The plot was created with perfplot (a small project of mine)
import numpy
from numpy.core.umath_tests import inner1d
import perfplot
def setup(n):
a = numpy.random.rand(n, 3)
b = numpy.random.rand(n, 3)
aT = numpy.ascontiguousarray(a.T)
bT = numpy.ascontiguousarray(b.T)
return (a, b), (aT, bT)
b = perfplot.bench(
setup=setup,
n_range=[2 ** k for k in range(1, 25)],
kernels=[
lambda data: numpy.sum(data[0][0] * data[0][1], axis=1),
lambda data: numpy.einsum("ij, ij->i", data[0][0], data[0][1]),
lambda data: numpy.sum(data[1][0] * data[1][1], axis=0),
lambda data: numpy.einsum("ij, ij->j", data[1][0], data[1][1]),
lambda data: inner1d(data[0][0], data[0][1]),
],
labels=["sum", "einsum", "sum.T", "einsum.T", "inner1d"],
xlabel="len(a), len(b)",
)
b.save("out1.png")
b.save("out2.png", relative_to=3)
You'll do better avoiding the append, but I can't think of a way to avoid the python loop.
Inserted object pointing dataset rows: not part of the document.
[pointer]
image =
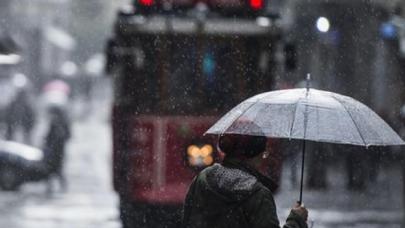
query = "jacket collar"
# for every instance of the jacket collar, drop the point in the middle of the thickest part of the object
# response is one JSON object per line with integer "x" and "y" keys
{"x": 241, "y": 165}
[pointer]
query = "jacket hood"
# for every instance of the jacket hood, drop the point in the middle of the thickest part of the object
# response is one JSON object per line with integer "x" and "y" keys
{"x": 228, "y": 183}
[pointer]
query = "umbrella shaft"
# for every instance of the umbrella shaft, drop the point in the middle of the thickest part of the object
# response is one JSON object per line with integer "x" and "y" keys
{"x": 302, "y": 171}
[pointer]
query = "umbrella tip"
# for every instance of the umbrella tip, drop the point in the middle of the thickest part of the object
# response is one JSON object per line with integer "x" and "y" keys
{"x": 308, "y": 81}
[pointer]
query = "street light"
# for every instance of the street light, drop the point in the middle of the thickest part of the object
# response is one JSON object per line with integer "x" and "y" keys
{"x": 323, "y": 24}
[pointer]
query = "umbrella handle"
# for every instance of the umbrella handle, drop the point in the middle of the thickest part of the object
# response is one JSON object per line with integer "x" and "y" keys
{"x": 302, "y": 172}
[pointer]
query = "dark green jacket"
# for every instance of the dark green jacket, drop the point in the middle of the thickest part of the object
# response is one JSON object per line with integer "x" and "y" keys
{"x": 233, "y": 195}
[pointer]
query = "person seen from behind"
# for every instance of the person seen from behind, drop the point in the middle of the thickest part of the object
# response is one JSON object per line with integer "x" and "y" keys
{"x": 237, "y": 192}
{"x": 55, "y": 141}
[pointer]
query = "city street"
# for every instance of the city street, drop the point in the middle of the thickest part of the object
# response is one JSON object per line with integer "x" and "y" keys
{"x": 90, "y": 201}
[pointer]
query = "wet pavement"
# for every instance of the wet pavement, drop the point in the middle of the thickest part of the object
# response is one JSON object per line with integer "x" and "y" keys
{"x": 90, "y": 201}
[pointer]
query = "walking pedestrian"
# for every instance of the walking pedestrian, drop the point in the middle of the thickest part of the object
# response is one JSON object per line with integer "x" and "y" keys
{"x": 237, "y": 192}
{"x": 55, "y": 141}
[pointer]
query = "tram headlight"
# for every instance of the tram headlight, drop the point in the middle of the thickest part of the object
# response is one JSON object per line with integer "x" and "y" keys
{"x": 200, "y": 155}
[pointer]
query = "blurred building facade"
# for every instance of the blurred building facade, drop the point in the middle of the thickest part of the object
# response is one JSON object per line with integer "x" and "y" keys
{"x": 353, "y": 55}
{"x": 40, "y": 28}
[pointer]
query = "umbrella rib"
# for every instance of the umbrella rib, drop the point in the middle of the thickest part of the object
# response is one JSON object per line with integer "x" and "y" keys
{"x": 351, "y": 117}
{"x": 238, "y": 116}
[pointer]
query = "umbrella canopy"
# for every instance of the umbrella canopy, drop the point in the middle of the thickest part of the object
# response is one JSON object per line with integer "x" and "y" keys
{"x": 308, "y": 114}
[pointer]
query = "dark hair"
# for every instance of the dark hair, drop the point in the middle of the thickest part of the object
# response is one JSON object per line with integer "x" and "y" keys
{"x": 242, "y": 145}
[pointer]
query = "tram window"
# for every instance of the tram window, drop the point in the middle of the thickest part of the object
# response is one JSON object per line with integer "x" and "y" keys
{"x": 187, "y": 76}
{"x": 182, "y": 76}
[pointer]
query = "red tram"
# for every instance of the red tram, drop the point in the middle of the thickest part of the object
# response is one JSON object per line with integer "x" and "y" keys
{"x": 177, "y": 66}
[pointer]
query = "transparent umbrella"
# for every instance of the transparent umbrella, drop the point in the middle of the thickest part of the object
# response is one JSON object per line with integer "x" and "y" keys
{"x": 308, "y": 114}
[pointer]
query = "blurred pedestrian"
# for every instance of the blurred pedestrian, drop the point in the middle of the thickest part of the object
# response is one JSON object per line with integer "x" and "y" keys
{"x": 20, "y": 115}
{"x": 55, "y": 142}
{"x": 237, "y": 192}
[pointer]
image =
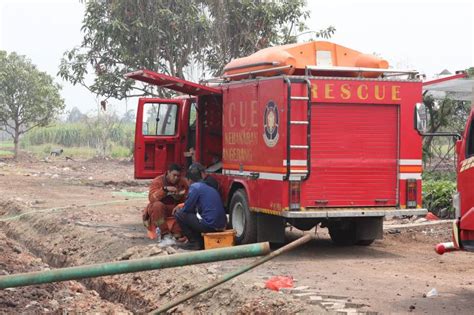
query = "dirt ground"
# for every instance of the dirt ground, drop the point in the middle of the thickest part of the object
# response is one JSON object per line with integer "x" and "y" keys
{"x": 68, "y": 213}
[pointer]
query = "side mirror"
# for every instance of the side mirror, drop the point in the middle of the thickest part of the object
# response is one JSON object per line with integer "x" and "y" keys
{"x": 458, "y": 147}
{"x": 421, "y": 118}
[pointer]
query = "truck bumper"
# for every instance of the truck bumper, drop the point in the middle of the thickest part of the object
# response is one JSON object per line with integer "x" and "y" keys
{"x": 357, "y": 212}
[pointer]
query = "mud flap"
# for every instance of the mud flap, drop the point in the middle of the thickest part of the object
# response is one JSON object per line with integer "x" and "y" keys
{"x": 369, "y": 228}
{"x": 270, "y": 228}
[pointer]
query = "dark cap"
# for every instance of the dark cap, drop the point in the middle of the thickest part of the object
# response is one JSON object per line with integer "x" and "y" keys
{"x": 197, "y": 166}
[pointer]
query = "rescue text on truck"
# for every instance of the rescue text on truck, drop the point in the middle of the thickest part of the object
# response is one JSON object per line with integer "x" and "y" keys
{"x": 301, "y": 134}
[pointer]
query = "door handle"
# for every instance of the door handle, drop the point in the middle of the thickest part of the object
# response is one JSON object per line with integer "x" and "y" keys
{"x": 254, "y": 175}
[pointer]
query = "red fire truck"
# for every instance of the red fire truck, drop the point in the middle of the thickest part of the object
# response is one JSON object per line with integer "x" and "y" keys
{"x": 296, "y": 135}
{"x": 460, "y": 87}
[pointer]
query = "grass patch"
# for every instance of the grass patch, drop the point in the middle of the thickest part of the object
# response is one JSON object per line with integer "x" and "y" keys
{"x": 44, "y": 150}
{"x": 4, "y": 153}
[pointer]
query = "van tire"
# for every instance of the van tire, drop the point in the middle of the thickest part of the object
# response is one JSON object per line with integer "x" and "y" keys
{"x": 243, "y": 221}
{"x": 343, "y": 233}
{"x": 365, "y": 242}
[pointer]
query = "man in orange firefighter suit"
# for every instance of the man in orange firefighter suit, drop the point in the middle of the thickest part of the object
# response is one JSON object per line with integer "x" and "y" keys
{"x": 166, "y": 191}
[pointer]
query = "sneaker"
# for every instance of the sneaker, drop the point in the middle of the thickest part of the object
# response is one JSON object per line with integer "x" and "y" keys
{"x": 190, "y": 246}
{"x": 168, "y": 240}
{"x": 151, "y": 234}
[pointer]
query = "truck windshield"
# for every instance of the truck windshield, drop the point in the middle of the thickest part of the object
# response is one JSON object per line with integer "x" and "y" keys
{"x": 159, "y": 119}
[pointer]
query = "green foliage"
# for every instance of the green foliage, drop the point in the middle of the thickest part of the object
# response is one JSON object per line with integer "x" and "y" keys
{"x": 439, "y": 175}
{"x": 168, "y": 35}
{"x": 437, "y": 196}
{"x": 28, "y": 97}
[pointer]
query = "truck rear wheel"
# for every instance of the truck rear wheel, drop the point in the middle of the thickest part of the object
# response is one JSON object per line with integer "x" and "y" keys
{"x": 243, "y": 221}
{"x": 343, "y": 233}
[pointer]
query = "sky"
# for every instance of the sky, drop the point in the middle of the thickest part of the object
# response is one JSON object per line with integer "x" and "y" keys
{"x": 428, "y": 36}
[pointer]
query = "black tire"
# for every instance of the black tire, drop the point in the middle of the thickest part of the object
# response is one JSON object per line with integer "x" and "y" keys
{"x": 365, "y": 242}
{"x": 243, "y": 221}
{"x": 343, "y": 233}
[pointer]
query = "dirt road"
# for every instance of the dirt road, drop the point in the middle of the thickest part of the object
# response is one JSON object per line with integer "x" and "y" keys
{"x": 82, "y": 212}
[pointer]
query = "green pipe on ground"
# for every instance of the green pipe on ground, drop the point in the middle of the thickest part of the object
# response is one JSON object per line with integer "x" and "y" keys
{"x": 119, "y": 267}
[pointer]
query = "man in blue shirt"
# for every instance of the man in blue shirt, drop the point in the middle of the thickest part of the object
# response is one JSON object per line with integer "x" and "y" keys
{"x": 204, "y": 200}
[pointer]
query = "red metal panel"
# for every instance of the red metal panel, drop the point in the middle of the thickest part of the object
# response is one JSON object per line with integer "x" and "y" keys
{"x": 354, "y": 152}
{"x": 172, "y": 83}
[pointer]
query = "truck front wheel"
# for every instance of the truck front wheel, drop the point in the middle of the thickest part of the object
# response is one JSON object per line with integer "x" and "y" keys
{"x": 243, "y": 221}
{"x": 343, "y": 232}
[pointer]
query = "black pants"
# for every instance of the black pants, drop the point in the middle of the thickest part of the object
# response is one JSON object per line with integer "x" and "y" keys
{"x": 191, "y": 226}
A custom Ufunc perhaps? I don't think numpy.vectorize will help you here.
import numpy as np
a=np.array([[1,2,3],[3,4,5]])
b=np.array([[1,2,3],[1,2,3]])
result=np.empty((2,))
for i in range(2):
result[i] = np.dot(a[i],b[i]))
print result
EDIT
Based on this answer, it looks like inner1d might work if the vectors in your real-world problem are 1D.
from numpy.core.umath_tests import inner1d
inner1d(a,b) # array([14, 26])
I came across this answer and re-verified the results with Numpy 1.14.3 running in Python 3.5. For the most part the answers above hold true on my system, although I found that for very large matrices (see example below), all but one of the methods are so close to one another that the performance difference is meaningless.
For smaller matrices, I found that einsum was the fastest by a considerable margin, up to a factor of two in some cases.
My large matrix example:
import numpy as np
from numpy.core.umath_tests import inner1d
a = np.random.randn(100, 1000000) # 800 MB each
b = np.random.randn(100, 1000000) # pretty big.
def loop_dot(a, b):
result = np.empty((a.shape[1],))
for i, (row1, row2) in enumerate(zip(a, b)):
result[i] = np.dot(row1, row2)
%timeit inner1d(a, b)
# 128 ms ± 523 µs per loop (mean ± std. dev. of 7 runs, 10 loops each)
%timeit np.einsum('ij,ij->i', a, b)
# 121 ms ± 402 µs per loop (mean ± std. dev. of 7 runs, 10 loops each)
%timeit np.sum(a*b, axis=1)
# 411 ms ± 1.99 ms per loop (mean ± std. dev. of 7 runs, 10 loops each)
%timeit loop_dot(a, b) # note the function call took negligible time
# 123 ms ± 342 µs per loop (mean ± std. dev. of 7 runs, 10 loops each)
So einsum is still the fastest on very large matrices, but by a tiny amount. It appears to be a statistically significant (tiny) amount though!